O veto do Presidente

O Presidente da República, Pedro Pires, decidiu vetar os Estatutos dos Magistrados Judiciais e dos Magistrados do Ministério Público. Do chamado pacote de leis da justiça, o BO de 14 de Fevereiro só trouxe três das cinco leis votadas pela unanimidade dos deputados. As outras duas foram devolvidas ao Parlamento. O complicado é que a devolução fez-se aparentemente sem a mensagem fundamentada do PR como manda o artigo 137 nº 1 da Constituição da República. O mais estranho ainda é o facto da Assembleia Nacional ter-se fechado em copas e não fornecer informações pertinentes sobre a matéria às lideranças dos grupos parlamentares. O veto do PR pode ser ultrapassado por votação da A.N. que confirme uma outra vez os diplomas devolvidos. É de relembrar que o pacote de Justiça, apresentado em Outubro de 2008 pelo governo passou um processo complexo de consensualização das posições das duas bancadas. Foi necessário proceder-se a uma revisão constitucional em Fevereiro de 2010 para que se pudesse prosseguir para uma convergência de posições sobre o sector de justiça. O que veio a verificar-se em Novembro e Dezembro de 2010. O veto do presidente arrisca a deitar por terra todo esse trabalho. O fim da legislatura com a inauguração do novo parlamento a 11 de Março faz caducar todas as iniciativas legislativas. O tempo mostra-se escasso e a aparente sonegação de informação aos actuais sujeitos parlamentares ameaça inviabilizar uma tomada de posição do parlamento. Legítimo é de se perguntar o porquê disso. Será que alguém no parlamento quer fazer do veto do presidente, dado sem fundamentação devida,, um veto definitivo. O parlamento pode fazer isso por si próprio, negando votar os diplomas outra vez ou chumbando a lei que aprovou dois meses atrás. O que não se pode fazer é fingir que nada está acontecer e deixar que o fim da legislatura salve a face a todos os envolvidos. Isso é inadmissível num Estado de Direito em que todos os actos dos órgãos de soberania devem primar pela transparência. O funcionamento do sistema político implica que os diferentes órgãos de soberania exerçam os checks and balances que deles é exigido. Não há subordinação de um órgão ao outro. A cumplicidade que parece estar envolvido neste caso chama atenção para a importância da eleição presidencial próxima no restauro do equilíbrio e moderação que o sistema exige.

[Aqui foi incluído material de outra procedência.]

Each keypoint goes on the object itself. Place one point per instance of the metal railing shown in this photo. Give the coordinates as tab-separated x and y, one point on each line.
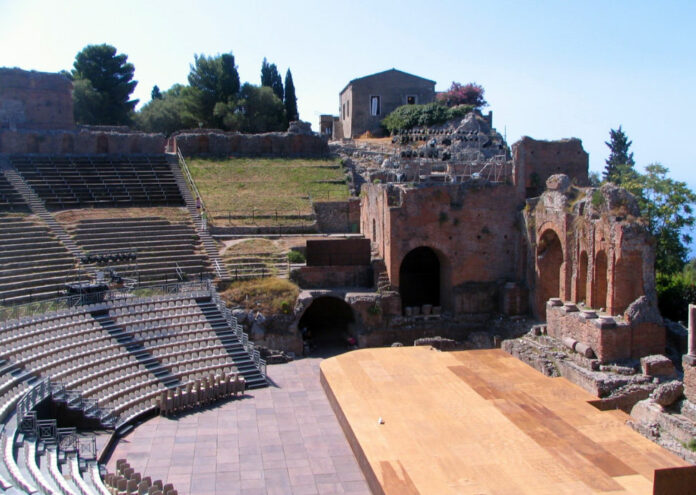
189	178
247	344
62	303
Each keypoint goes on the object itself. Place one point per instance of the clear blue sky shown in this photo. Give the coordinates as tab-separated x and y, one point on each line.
550	69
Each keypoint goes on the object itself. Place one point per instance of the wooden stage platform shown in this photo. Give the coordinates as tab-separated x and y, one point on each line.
483	422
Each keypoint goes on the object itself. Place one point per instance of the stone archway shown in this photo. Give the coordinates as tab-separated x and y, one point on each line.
581	288
419	278
599	281
102	143
328	322
549	259
628	282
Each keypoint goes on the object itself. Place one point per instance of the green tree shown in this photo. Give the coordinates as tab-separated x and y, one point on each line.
171	112
261	110
103	85
290	98
213	80
271	77
667	206
620	164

segunda-feira, fevereiro 21, 2011

Democracia em Movimento

Na sexta-feira passada, dia 11 de Fevereiro, o mundo assistiu fascinado a queda de um déspota sob impacto de um movimento genuinamente popular. A cognominada Revolução de 25 de Janeiro no Egipto que terminou os 30 anos de Hosni Mubarak teve o suporte de jovens, mulheres, trabalhadores e simpatizantes das mais diferentes correntes de opinião nomeadamente do liberalismo, de esquerda e do nacionalismo árabe. Convergindo todos na praça de Tahrir que se tornou no símbolo da revolução, clamaram pela liberdade, pela justiça social, pelo respeito para com a oposição e por uma ideia inclusiva do Egipto.

Antes do início da revolução egipcía, na vizinha Tunísia a população em manifestações de rua já tinha provocado a fuga do presidente Ben Ali. O despoletar do movimento popular fora o acto imolação dum jovem desesperado por ver que mesmo com diploma universitário não conseguia emprego e a polícia não o deixava vender frutas e vegetais nas ruas para sobreviver. Muitos Milhares de jovens não só na Tunísia como em muitos outros países árabes como a Jordânia, a Argélia, Iemen e Marrocos reviram-se no drama desse jovem que tinha formação mas não era "empregável".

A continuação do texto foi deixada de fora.